Senin, 26 Desember 2016

Profil Pulau Gamumu

 
PULAU GAMUMU DAN DESA MANO
Pulau Gamumu adalah sebuah pulau yang terletak di bagian Selatan Pulau Obi, tepatnya terletak pada Kecamatan Obi Selatan, Kabupaten Halmahera Selatan,  Provinsi Maluku Utara. Di Pulau Gamumu terdapat dua Desa, yakni Desa Mano dan Desa Loleo. 
Desa Mano yang letaknya cukup jauh dari  kota kabupaten. Butuh waktu sekitar 10-12 jam dari desa untuk sampai di kota kabupaten Halmahera Selatan (Labuha). Dari desa, biasanya harus menempuh jalur laut-melewati pesisir Pulau Obi, sampai dengan menyebrang ke Pulau Bacan, alat transportasi yang sering dipakai adalah Motor Laut (kapal dengan ukuran 5 GT).

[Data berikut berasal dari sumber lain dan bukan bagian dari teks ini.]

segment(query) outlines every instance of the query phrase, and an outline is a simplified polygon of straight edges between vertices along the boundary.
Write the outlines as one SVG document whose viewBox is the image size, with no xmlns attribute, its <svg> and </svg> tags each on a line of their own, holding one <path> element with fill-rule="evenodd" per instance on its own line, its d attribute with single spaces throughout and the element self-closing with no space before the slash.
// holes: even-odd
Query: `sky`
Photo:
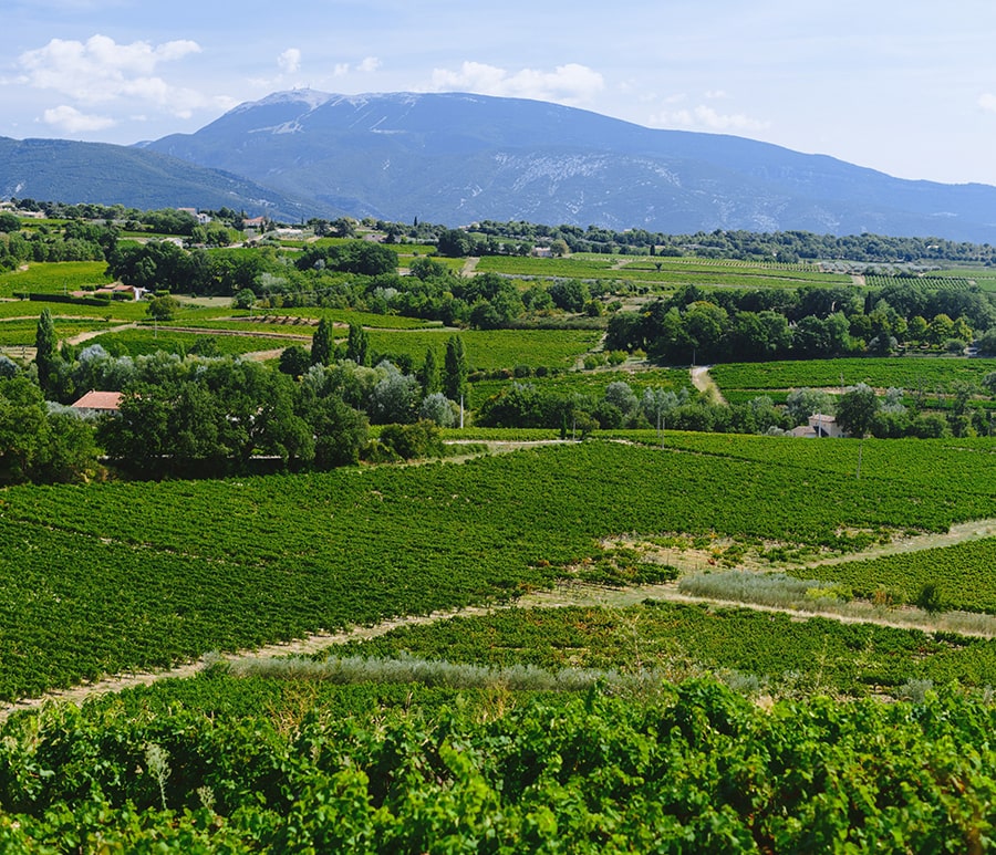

Letaknya memang paling Selatan. Sehingga secara geografis bisa dibilang desa yang terpencil. Namun disisi lain desa ini merupakan jalur strategis antara provinsi, karena menghubungkan antara 3 Provinsi yakni Papua Barat, Maluku, dan Maluku Utara. Penduduk di Desa Mano 100% pendatang dari berbagai suku bangsa. Mulai dari suku Buton, Tobelo-Galela, Kei, Jawa, Bugis, dan yang lainnya, bersatu padu dalam masyarakat ini.
Letanya boleh di desa terpencil. Umurnya pun sudah cukup dibilang dewasa, pertama mendirikan desa Mano ini kurang lebih pada tahun 1964. Tapi bicara masalah kondisi, suasana, sikap, pola fikir dan perilaku, tunggu dulu.  Hal-hal yang biasanya hanya ada di kota, ada di sini. Hiburan menjadi hal yang sangat dicari oleh masyarakat. Maklumlah, Untuk nonton tivi saja, masyarakat harus menunggu malam hari tiba.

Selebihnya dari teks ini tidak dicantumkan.